Even if one decides to be a contrarian it is  a lot easier said than done because one really needs to believe in this strategy in order to execute it. Most of the time one will not catch the exact bottom or top and the trade is likely to start out with a loss as momentum rules in the short term. The reason there will be a strong consensus is because the arguments will sound so good. It is very difficult not to get sucked in, especially because we are just overgrown primates hardwired with a herding instinct.

Another challenge of the strategy is that it is very difficult to gauge sentiment. There is no perfect indicator out there so one must always be on the lookout for clues. Sometimes an indicator won't work, so one must weigh the weight of all the evidence and not get stuck on a single indicator. Because there is a large amount of subjectivity involved it is difficult to make sure that ones bias is not coloring their outlook.

Yes, when there is a strong consensus the crowd is sometimes right. But I'll take the other side of that trade any day.

Day Tripper

I have partially rehedged by selling the SPY November 108 Calls naked.

Now That's Exreme

The Investors Intelligence survey is out with bulls under 30% and bears at nearly 38%. Both are post March 2009 records. Can everybody be right?

Definition Of A Crash

By definition a market crash is less likely to occur when the crowd is expecting one. A crash occurs when panic leads to too many people heading for the exit at the same time. If the crowd is expecting a crash than they sell ahead of time, buy protective puts and even short. That makes it less likely that anybody will need to sell in a panic as they are already protected.
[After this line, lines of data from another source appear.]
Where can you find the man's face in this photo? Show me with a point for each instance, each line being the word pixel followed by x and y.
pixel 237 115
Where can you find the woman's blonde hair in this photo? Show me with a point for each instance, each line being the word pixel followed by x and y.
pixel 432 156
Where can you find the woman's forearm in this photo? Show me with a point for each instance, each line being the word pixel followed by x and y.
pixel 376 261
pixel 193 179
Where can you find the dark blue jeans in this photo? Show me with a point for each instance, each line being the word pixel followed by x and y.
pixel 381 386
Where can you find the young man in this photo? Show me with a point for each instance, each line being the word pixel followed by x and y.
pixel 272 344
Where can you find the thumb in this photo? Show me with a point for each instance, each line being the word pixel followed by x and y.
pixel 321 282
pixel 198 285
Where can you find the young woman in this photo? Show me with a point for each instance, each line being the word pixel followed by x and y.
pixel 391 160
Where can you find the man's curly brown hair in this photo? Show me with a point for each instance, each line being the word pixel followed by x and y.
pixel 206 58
Hedge fund managers have derisked and individuals are about as bearish as they get. There are articles everywhere about how bad September has been historically, how the economy is double dipping and there areprice targets on the S&P 500 under 1000. With all this preparedness it is a lot less likely that we will see major downside.

There are global imbalances that could cause an economic crisis. I believe it would take  a crisis in order for the market to see major downside in the near term. I am not writing off the bears concerns as they do have good points. But these concerns have been true for over a decade and there have still been plenty of rallies.